The Forest Advisory Committee (FAC) under the Ministry of Environment, Forest, & Climate Change (MoEF&CC), has flagged anomalies by the State Forest Department in identifying land for compensatory afforestation (CA).
In a recent FAC meeting held in the last week of September, the MoEF&CC has deferred a proposal submitted by M/s. MSPL Limited after detecting a slew of incongruities in the identification of land for CA in Belagavi district.
As part of the proposal, the company identified non-forestland in Survey Nos. 6/3, 6/4, 6/5, and 6/6 of Amagaon village, Jamboti Hobli, Khanapur Taluk, and Belagavi district located within the limits of Bhimgad Wildlife Sanctuary and measuring about 30 hectares, for CA.
These parcels were subsequently transferred and mutated in favour of the Forest Department in January 2023, and CA suitability certificates were issued by the Deputy Conservator of Forest (DCF), Belagavi division, against two earlier forest clearance proposals.
However, the minutes of the FAC meeting indicate that the same parcels of land were later found to have been notified as “Deemed Forest” under a Government of Karnataka notification dated May 5, 2022. Despite this, the land had been recommended for CA without proper verification of its legal and ecological status.
Subsequently, on November 11, 2024, the DCF, Belagavi division, wrote to the Deputy Commissioner, Ballari, requesting the removal of these survey numbers from the deemed forests’ list, stating that the lands were privately purchased. Based on this, the former sought for the deletion of the survey numbers from the deemed forests’ list, confirming that they had been erroneously included despite being private properties.

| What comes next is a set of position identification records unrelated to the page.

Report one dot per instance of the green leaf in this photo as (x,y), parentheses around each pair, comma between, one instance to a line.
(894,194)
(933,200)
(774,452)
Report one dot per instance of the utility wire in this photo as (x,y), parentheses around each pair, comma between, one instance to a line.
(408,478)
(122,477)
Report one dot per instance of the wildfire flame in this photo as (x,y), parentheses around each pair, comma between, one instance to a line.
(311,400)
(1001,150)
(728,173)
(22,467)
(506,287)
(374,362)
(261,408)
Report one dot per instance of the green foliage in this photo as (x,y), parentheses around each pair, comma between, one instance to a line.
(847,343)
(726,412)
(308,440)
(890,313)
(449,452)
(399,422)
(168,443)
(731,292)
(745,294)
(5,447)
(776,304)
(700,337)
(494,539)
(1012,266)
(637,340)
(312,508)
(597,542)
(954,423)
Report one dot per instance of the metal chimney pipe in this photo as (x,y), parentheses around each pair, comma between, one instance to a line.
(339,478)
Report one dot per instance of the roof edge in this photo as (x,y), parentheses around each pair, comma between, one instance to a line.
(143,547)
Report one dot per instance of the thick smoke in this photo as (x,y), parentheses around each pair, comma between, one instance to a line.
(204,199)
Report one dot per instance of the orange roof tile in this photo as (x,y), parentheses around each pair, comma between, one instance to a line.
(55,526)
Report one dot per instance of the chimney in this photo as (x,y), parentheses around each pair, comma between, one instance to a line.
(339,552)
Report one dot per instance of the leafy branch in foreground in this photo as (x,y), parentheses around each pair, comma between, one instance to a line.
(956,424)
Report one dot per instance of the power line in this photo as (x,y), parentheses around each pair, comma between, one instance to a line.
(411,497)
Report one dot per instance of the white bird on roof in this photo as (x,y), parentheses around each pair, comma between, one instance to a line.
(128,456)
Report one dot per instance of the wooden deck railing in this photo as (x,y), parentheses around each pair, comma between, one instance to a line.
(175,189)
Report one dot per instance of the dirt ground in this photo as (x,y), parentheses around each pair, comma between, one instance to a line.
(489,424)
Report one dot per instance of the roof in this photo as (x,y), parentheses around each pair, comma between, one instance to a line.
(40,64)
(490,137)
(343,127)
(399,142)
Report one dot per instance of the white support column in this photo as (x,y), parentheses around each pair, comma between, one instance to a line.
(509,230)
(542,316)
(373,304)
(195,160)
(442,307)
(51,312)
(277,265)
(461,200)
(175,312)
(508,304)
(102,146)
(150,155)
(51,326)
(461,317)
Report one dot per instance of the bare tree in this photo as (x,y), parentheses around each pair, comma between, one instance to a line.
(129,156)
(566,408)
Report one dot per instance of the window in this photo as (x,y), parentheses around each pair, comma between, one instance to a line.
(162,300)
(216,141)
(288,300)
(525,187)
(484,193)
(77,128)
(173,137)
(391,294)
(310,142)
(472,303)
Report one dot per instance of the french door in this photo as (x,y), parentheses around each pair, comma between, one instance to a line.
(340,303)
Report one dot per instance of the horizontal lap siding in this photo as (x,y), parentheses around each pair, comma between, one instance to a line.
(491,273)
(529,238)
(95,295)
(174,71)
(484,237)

What transpires from the above correspondence is the contradictory sequence — of recommending private lands as “non-forestland” for CA, and later seeking their removal from the deemed forests’ list, thus underlying a casual approach to a serious subject.
Right To Information (RTI) activist Raghavendra said that the issue has brought to light procedural lapses and a lack of due diligence within the Forest Department in the identification of CA land.
He pointed out that officials of the Belagavi Forest Division had recommended compensation to at least 10 “ineligible beneficiaries” under the voluntary relocation programme from Talewadi village, even though the land for relocation had been privately purchased by an individual from Hassan as part of CA.
There is a disturbing pattern of lapses and negligence in land verification and CA recommendations by Karnataka Forest officials, said Mr. Raghavendra, and urged the government to order a comprehensive departmental inquiry and fix responsibility for such negligence. He cautioned that such lapses not only erode public trust but also defeat the very purpose and spirit of the Forest (Conservation) Act, 1980.